Benjamin se rastejou no chão discreta e dolorosamente e logo levantou-se do chão e pegou a arma que até então se encontrava no chão, pelos caprichos de Maggie. Levantou-se rapidamente tentando ignorar a dor que latejava em seu rosto. O policial apontou para Maggie, prestes a atirar. Quando foi fazer isso, ele reparou que Maggie estava sozinha. Ficou confuso, não fazia ideia onde Narcisse poderia ter ido. Ainda com a arma em punho virou seu rosto lentamente, dando de cara com Narcisse a suas costas. Ele sentiu mãos agarrando sua cintura por trás e tentou acertar chutes em Narcisse. Enquanto tentava em vão acertar algum golpe, Maggie chutou a arma do policial, fazendo-a rodopiar no ar e parar no mesmo lugar do qual ele havia pegado: ao lado das outras duas. Ele ficou impressionado enquanto refletia sobre o reflexo e precisão da mulher, que mais parecia fazer parte de um circo. Maggie começou a rir descontroladamente olhando para o policial e ao mesmo tempo ouviu a risada de Narcisse atrás dele.

Benjamin nem havia notado mas suas mãos estavam soltas agora: os dois parceiros riam tão descontroladamente que Narcisse usava menos força ao segurar suas mãos. Aproveitou desse descuido e virou-se. Deu um soco no rosto de Narcisse, que olhou-o furioso, mas sem tirar aquele sorriso estúpido do rosto e retribuiu o soco, só que dessa vez no abdômen do policial. Benjamin foi rapidamente em encontro com Narcisse e diferiu mais um soco em seu rosto, acertando o canto dos seus lábios que começou a sangrar na mesma hora. E nessa mesma hora em que o sangue escorria dos lábios do homem, Benjamin viu as mãos em punho de Céleste Narcisse ir em encontro ao seu rosto e sentiu a visão do olho esquerdo embaçada. O policial já estava sentindo-se infantil por estar lutando contra um homem louco e se rebaixando ao mesmo nível dos dois. Narcisse se aproximou dele como se fosse o machucar mais uma vez, mas não o fez. Sentiu algo frio em seus braços e apenas ouviu um pequeno click e viu que suas mãos estavam algemadas. Soube que havia sido Maggie quem fizera esse trabalho. Olhou furioso para Narcisse que encarava-o profundamente nos olhos, sem expressão reconhecível. Aquele momento pareceu passar lentamente e Benjamin sentiu um frio em sua espinha. Aquele homem tinha o olhar diferente, ele teve a certeza de que o mal encarnado estava em sua frente.

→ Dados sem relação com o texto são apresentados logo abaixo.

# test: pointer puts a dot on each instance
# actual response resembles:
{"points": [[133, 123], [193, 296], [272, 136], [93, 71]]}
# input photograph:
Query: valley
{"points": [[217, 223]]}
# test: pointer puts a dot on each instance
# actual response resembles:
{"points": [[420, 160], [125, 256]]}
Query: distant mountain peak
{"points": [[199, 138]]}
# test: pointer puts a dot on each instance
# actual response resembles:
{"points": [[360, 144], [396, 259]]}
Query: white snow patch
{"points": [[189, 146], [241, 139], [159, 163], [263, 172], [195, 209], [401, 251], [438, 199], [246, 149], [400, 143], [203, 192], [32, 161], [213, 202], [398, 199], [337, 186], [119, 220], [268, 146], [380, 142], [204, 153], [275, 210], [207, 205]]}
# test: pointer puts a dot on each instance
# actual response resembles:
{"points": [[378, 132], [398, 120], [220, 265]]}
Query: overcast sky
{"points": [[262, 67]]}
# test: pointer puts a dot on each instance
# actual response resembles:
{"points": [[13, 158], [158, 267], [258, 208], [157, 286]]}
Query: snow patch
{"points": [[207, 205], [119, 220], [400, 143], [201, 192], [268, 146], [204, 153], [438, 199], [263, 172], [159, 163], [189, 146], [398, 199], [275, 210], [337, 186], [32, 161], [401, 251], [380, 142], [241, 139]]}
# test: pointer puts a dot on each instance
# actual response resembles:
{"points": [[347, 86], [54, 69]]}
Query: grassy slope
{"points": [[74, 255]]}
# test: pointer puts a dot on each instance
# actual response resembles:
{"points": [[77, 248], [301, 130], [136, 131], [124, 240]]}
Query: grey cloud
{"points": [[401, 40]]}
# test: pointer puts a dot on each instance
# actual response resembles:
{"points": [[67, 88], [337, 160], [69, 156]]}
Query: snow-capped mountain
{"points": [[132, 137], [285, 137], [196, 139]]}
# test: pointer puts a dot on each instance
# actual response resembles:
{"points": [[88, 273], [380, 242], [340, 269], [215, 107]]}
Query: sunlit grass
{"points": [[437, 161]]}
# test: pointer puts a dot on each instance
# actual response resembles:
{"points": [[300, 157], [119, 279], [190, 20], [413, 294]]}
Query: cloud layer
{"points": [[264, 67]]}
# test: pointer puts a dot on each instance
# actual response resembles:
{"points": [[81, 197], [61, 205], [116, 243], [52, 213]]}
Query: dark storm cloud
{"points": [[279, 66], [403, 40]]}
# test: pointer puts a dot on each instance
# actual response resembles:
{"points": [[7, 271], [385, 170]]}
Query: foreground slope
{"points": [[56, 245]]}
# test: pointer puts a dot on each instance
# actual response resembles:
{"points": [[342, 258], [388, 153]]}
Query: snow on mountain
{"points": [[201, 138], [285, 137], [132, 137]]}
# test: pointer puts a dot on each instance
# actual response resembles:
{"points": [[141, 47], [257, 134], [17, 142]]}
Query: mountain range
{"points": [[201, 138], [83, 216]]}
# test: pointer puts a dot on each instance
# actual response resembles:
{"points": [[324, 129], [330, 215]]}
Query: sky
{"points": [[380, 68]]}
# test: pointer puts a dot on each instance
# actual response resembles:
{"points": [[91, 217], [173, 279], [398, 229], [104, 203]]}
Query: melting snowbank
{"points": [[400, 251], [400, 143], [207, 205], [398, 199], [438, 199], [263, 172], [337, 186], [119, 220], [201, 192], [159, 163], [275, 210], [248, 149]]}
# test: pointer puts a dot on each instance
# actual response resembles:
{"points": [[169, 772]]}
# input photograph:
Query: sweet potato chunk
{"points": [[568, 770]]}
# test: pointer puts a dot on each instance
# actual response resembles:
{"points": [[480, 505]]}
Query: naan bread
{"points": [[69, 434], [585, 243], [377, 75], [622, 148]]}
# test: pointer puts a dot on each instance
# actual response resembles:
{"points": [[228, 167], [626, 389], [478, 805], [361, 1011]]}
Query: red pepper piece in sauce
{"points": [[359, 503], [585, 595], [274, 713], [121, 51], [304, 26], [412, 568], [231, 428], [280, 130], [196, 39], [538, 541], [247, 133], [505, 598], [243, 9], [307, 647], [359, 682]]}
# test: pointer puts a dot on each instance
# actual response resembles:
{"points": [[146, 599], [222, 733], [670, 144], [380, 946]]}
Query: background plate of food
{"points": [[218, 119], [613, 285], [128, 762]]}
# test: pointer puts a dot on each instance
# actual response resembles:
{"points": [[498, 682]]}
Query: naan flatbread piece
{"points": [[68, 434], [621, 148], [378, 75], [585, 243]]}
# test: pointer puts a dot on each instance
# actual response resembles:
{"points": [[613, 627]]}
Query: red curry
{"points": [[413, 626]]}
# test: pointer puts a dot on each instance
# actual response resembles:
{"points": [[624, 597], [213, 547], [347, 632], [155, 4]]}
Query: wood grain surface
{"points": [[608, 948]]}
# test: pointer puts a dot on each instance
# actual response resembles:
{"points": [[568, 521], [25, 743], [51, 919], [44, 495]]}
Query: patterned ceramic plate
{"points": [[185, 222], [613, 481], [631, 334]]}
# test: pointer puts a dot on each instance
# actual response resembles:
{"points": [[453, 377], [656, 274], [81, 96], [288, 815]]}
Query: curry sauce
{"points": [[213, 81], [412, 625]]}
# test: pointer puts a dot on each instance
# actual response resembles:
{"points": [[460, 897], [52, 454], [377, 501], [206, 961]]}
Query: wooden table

A raiva já o dominava, mas sabia que não havia maneiras de lutar contra isso: com as mãos algemadas, sem seu rádio, sem ajuda e sem arma, lutava contra os piores criminosos. Continuou ajoelhado, o medo já não era uma opção. A realidade mostrou-se cruel, mas ele aceitou. Quando a bala de AK 47 acertou seu peito, ceifando sua vida quase que imediatamente, Benjamin já não queria mais viver. Preferia a morte do que viver com a desesperança ao reconhecer que o mundo era cruel.

Então Maggie e Narcisse foram embora enquanto um carro esperava na frente do banco. Saíram com suas armas e com os milhões roubados.

✺ ✺ ✺

Maggie Springsteen acordou sobressaltada. Aquele sonho havia sido tão vívido e real, que demorou muito para voltar ao normal e perceber que era apenas um sonho. Como um sonho poderia ter sido tão ruim e bom ao mesmo tempo? Ela balançou a cabeça tentando espantar o horror de acordar no meio de um pesadelo que mais parecia uma visão. Ela desceu as escadas do seu apartamento e foi até a cozinha preparar os seus queridos wafflers. Não tinha coisa mais saborosa do que os quais ela fazia. Não demorou muito e ela já estava se deliciando com seu feito. Quando terminou de comer, ela caminhou até seu quarto, para arrumar-se para mais um dia de trabalho. O sonho ainda perturbava sua mente mas o afastou. Já eram cinco da manhã, ela já deveria estar lá pois os remédios de Narcisse eram para serem tomados à noite e de manhã. Springsteen correu para se arrumar, colocando camadas de roupas e um sobretudo com uma touca nada elegante. Narcisse havia ficado uma noite sem tomar remédios.

"Já comecei bem" ela disse em voz baixa enquanto arrumava seus cabelos pronta para sair para seu mais novo trabalho. Ela só não sabia que seu trabalho era sua vida contada em memórias.